Graveyard Spider, Micanopy, Fl.

Carlton Cemetery, Island Grove, Fl.

  On at least two occasions I think I received some "guidance" to help me locate graves. In 1986 I entered a photo competition in Berea Ky. Each photographer had 24 hrs. to shoot photos within a 10 mile radius in three categories. I was driving down a country road on a foggy morning looking for a possible subject. As I passed a narrow dirt road to my left, I happened to glance down it and saw an old cemetery. I took several photos of old graves with a foggy background. One of them subsequently won best in show at the competition. When I showed an enlargement to my late wife the next day, she realized that the closest grave to the camera was her great grandmother. The same one she and her father had been trying to locate a couple of years earlier.

  Several months ago I was driving slowly down an old highway near Island Grove, Fl when I happened to notice another dirt road to my left.

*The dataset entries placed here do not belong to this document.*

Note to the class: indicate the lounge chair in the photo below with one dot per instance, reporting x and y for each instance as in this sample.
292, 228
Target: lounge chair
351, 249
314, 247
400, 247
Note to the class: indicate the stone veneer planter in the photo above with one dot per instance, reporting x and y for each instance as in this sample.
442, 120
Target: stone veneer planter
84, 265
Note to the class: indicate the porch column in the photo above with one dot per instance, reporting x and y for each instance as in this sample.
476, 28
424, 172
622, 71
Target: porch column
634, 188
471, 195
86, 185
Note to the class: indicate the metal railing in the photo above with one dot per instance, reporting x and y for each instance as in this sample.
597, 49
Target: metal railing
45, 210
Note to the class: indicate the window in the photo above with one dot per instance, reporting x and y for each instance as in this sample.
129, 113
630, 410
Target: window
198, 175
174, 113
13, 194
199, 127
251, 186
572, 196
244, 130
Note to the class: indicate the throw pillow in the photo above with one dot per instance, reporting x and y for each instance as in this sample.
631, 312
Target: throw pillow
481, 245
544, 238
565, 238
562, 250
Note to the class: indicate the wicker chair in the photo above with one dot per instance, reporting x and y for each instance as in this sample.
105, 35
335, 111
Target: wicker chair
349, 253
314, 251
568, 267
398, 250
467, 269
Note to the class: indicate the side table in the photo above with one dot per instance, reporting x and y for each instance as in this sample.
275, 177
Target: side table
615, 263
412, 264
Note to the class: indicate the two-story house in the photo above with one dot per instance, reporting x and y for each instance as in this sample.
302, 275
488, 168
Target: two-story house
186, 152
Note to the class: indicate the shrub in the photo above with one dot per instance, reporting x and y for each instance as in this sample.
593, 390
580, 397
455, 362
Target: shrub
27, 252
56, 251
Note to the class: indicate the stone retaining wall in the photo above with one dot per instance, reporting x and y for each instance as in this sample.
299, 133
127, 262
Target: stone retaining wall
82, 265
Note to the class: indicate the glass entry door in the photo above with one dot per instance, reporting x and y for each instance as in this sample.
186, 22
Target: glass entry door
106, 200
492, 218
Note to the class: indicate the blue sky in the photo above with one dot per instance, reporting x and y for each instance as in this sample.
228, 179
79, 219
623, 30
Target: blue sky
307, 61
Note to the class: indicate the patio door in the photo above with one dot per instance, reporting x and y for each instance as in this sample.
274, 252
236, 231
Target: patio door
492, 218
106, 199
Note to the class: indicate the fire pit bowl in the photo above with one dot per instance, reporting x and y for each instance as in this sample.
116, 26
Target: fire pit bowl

I had a feeling that I needed to explore it. After driving about 300 yards, I came upon a small overgrown cemetery in the woods with a short chain link fence around it. Upon exploring I found several graves of persons with my last name. Two of them, a father and son, were CSA soldiers serving in Forida. The son, who was in the cavalry, was 12 years old when the Civil War started.
  I have found that a lot of settlers in the 1800's in Florida were from north Georgia and NW South Carolina which is where my family is from. I have also found that all Carltons in America are descended from an Edward Carlton who came from England in the 1600's with other Puritans to settle in Massachusetts.

Colonial Park Cemetery Savannah, Georgia

  In downtown Savannah, Ga. there is Colonial Park Cemetery. It has been there since the 1700's. There is a brick wall on the east side that has numerous gravestones bolted to it. Apparently, when Sherman occupied Savannah during his march to the sea, his soldiers destroyed and disfigured many of the gravestones when they set up camp there. After the Union Army left, the city fathers could not replace the stones in their proper places since no burial records were kept except for the more important persons. Subsequently, they bolted all the stones to the wall. One of the things that the soldiers also did was change dates on the stones,  which would explain why one ladies inscription had her dying before she was born.
  Because of the soldier's actions their are many more people buried there than the stones indicate. Which also means that you will walk over many graves no matter how hard you try not to.

Thursday, June 23, 2011

Unidentified graves overtaken by oak tree roots in Micanopy, Fl.

  Howdy. Welcome to my very first blog. I never considered creating one until I happened upon the Graveyard Rabbit site. I have been exploring old cemeteries for years because of the history, both personal and public that is contained within them. As a lifelong photographer cemeteries have always been one of my favorite subjects.

  I have explored cemeteries in north Florida and south Georgia. I have even discovered one in the woods that contained the graves of some distant relatives.
  Anyway, since I am just starting, I will wait until I am more comfortable at doing this to start relating my experiences.